As Serpell explains, retellings have always been done, but there needs to be some kind of novelty that makes it special. “Freud’s notion of remembering, the inexact reiteration of what came before, is where creativity emerges — that slight drift from the original that lets something unlikely slip in. It is the warped note in a Nina Simone song, the uncanny stutter of Samuel Beckett’s prose, the trippy trail of Andy Warhol’s prints, the eerie flatness of David Lynch’s films, that we love,” he said.
The negative end of the repetition spectrum is redundancy. Rather than aiming for a unique take that might pierce our haze of distraction, art has become marketable generalities with consistently similar plots, characters, and songs. Serpell believes this is nothing new; people have always misunderstood media, but the idea that someone could be definitively wrong about a piece of art is new.
“Complaints about our inability to read, interpret, or discern irony, subtlety, and nuance are as old as art. What feels new is the expectation, on the part of both makers and audiences, that there is such a thing as knowing definitively what a work of art means or stands for, aesthetically and politically. This strikes me as a blatant redefinition of art itself,” he said.
Art is subjective for a reason; people naturally imbue more meaning and feelings than any spoken thematic statement could convey.

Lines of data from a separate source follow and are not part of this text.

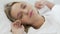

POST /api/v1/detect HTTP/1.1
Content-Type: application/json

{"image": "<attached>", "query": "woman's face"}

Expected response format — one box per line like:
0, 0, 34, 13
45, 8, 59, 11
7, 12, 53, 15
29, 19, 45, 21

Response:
11, 2, 38, 24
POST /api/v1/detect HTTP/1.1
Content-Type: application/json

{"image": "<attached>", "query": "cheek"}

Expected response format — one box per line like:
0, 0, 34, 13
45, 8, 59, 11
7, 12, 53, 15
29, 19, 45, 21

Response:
22, 17, 30, 22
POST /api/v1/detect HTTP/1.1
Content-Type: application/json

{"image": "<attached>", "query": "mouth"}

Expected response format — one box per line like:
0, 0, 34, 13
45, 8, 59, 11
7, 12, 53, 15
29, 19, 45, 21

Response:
29, 10, 33, 17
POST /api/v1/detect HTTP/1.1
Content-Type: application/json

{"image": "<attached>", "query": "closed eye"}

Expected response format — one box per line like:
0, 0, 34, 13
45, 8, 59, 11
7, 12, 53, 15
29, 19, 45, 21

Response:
21, 4, 26, 9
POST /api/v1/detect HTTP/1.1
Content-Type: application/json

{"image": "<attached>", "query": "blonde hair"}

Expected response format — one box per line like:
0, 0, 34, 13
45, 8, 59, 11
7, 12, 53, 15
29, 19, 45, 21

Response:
5, 2, 30, 32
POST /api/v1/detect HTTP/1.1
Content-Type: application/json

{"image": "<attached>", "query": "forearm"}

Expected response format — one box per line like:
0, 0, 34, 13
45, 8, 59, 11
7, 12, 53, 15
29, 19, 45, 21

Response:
44, 1, 54, 9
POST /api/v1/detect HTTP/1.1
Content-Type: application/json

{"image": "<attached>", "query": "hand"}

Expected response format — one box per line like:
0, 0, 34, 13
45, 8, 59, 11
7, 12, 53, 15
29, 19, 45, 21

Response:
12, 20, 24, 34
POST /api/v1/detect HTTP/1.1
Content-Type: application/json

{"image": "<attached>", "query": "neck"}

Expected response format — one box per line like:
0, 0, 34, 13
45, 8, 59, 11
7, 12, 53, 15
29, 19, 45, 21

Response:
32, 16, 45, 29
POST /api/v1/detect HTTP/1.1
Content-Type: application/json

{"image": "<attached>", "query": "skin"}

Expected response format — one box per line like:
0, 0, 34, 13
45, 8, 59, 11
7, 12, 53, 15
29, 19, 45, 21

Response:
11, 2, 44, 28
11, 2, 54, 34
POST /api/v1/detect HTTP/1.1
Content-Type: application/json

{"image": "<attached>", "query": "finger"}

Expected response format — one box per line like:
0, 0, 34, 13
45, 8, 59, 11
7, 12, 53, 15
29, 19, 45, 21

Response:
12, 20, 21, 28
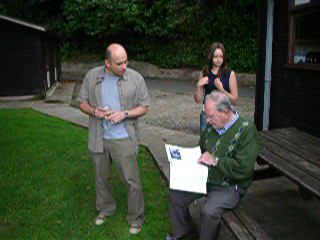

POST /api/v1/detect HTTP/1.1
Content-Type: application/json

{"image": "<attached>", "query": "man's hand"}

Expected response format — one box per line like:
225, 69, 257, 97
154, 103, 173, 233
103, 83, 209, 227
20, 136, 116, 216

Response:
105, 110, 126, 123
94, 107, 107, 119
198, 152, 218, 167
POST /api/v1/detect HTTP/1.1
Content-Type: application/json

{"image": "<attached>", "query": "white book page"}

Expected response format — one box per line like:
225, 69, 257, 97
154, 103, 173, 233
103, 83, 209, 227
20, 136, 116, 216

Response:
165, 144, 208, 194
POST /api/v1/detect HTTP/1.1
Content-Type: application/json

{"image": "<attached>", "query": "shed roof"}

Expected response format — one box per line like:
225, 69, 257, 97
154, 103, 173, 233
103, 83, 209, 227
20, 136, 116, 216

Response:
0, 14, 47, 32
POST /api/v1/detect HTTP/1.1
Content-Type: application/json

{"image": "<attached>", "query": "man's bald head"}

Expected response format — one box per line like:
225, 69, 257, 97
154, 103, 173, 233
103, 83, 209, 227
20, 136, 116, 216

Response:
105, 43, 128, 76
106, 43, 126, 60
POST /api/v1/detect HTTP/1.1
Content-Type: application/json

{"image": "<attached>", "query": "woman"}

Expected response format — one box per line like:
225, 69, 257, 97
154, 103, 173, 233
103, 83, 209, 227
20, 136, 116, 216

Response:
194, 42, 238, 132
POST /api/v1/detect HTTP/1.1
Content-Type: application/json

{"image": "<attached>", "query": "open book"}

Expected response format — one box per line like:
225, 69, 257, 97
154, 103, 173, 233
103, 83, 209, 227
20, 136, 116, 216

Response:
165, 144, 208, 194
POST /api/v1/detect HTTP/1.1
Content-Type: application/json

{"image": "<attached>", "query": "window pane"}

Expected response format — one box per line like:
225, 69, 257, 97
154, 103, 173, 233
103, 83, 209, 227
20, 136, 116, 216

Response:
294, 10, 320, 64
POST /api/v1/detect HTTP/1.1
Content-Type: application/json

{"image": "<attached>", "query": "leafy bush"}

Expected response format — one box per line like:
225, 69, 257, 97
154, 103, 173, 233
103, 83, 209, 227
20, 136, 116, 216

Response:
0, 0, 258, 72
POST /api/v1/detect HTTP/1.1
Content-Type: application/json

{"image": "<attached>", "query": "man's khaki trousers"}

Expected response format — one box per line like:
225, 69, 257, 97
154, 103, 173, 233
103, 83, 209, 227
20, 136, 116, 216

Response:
90, 138, 144, 225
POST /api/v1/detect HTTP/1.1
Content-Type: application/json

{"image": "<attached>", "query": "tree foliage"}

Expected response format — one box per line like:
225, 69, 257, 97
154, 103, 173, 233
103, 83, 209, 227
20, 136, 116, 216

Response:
0, 0, 258, 72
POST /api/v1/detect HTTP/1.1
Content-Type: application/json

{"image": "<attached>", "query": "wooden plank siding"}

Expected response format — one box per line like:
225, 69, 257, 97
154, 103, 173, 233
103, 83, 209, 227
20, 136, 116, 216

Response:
255, 0, 320, 136
254, 0, 267, 130
0, 15, 60, 96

It’s hard to determine which came first: literalist media or people’s inability to understand subtext? According to the National Literacy Institute, 54% of U.S. adults read below the sixth-grade level, and 64% of our country’s fourth graders do not read proficiently. A common misconception people have with these statistics is that they correlate illiteracy with the inability to read basic words. However, literacy does not just mean reading the words, but comprehending them. You may be able to read a passage from a classic novel, but if you can’t understand the meaning and nuances behind the words, that is not literacy.
Kansas is the 19th state with the worst literacy rate, and it’s just getting worse. According to the Kansas Policy Institute, there was a 50% increase in Kansas from 2015 to 2025 in illiteracy rates, going from around 98,000 to 150,000. 19,000 students are below the literacy level in Johnson County, specifically. These statistics are terrifying. With the rise of new technology in an age of late-stage capitalism and political division, being able to critically engage and understand media is more important than ever.
The literacy rates are only going to continue decreasing if nothing is done to prevent it. It may seem like a daunting task, but it all begins with the individual. Pick up a book, research a random topic, think critically about the media you consume – your mind will thank you.